According to Ónodi et al. (2017a), drought can temporarily change the NDVI–biomass relationship. Several structural and physiological changes may result in lower NDVI readings, such as decreased specific leaf area, light absorptance, and green biomass to standing biomass ratio because of drought treatment (Cornic and Massacci 1996). However, Filella et al. (2004) and Mänd et al. (2010) found NDVI a reliable proxy for biomass estimation across treatments, seasons, and sites in the same experimental design. As there were not remarkable long-term compositional changes in the vegetation due to the drought treatment at our site (Kröel-Dulay et al. 2015), we conclude that the lower NDVI value after drought treatments indicated less aboveground green biomass because of increased drying and reduced sprouting.

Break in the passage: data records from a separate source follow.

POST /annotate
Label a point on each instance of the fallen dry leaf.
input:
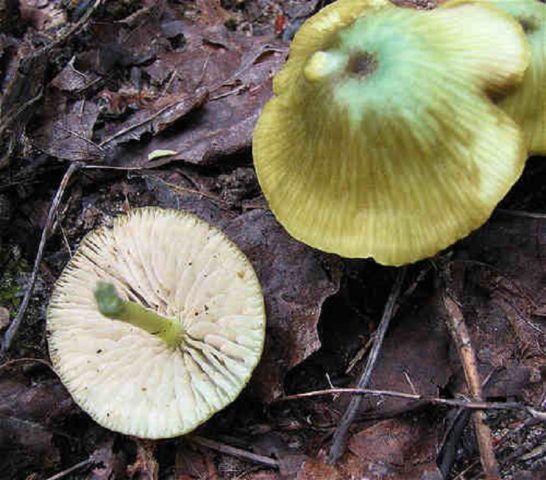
(296, 279)
(399, 449)
(66, 128)
(28, 412)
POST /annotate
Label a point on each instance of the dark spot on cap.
(362, 64)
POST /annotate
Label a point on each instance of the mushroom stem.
(111, 305)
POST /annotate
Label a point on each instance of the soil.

The loss of biomass peak in consecutive years due to drought could lead to severe changes in the carbon budget of the ecosystem. Nagy et al. (2007) found that net ecosystem exchange (NEE) in semiarid grasslands of the same ecosystem can turn to positive (i.e., carbon releasing) in dry years. However, according to Pintér et al. (2008), the NEE in the same vegetation type is negative (i.e., carbon accumulating) in years of normal or above normal precipitation. Our finding that plant biomass recovers by the next drought treatment show the resilience of this drought-adapted vegetation. Considering the long-term climate prediction of increasing frequency of both extreme dry and extreme wet years (Bartholy and Pongrácz 2007), there is no direct danger of desertification in the studied community, as the carbon loss in dry years can be compensated by carbon accumulation in wet years.

In conclusion, we want to underline two of our findings. First, by means of application of field remote sensing, we demonstrated the negative effect of drought treatment on the aboveground plant biomass and the ANPP in a diverse semiarid shrubland–grassland community. At the same time, we showed that only one yearly measurement right after the treatment may overestimate the effect of drought, disregarding the compensation processes of late-successional ecosystems, which can be detected using multiple within-year measurements.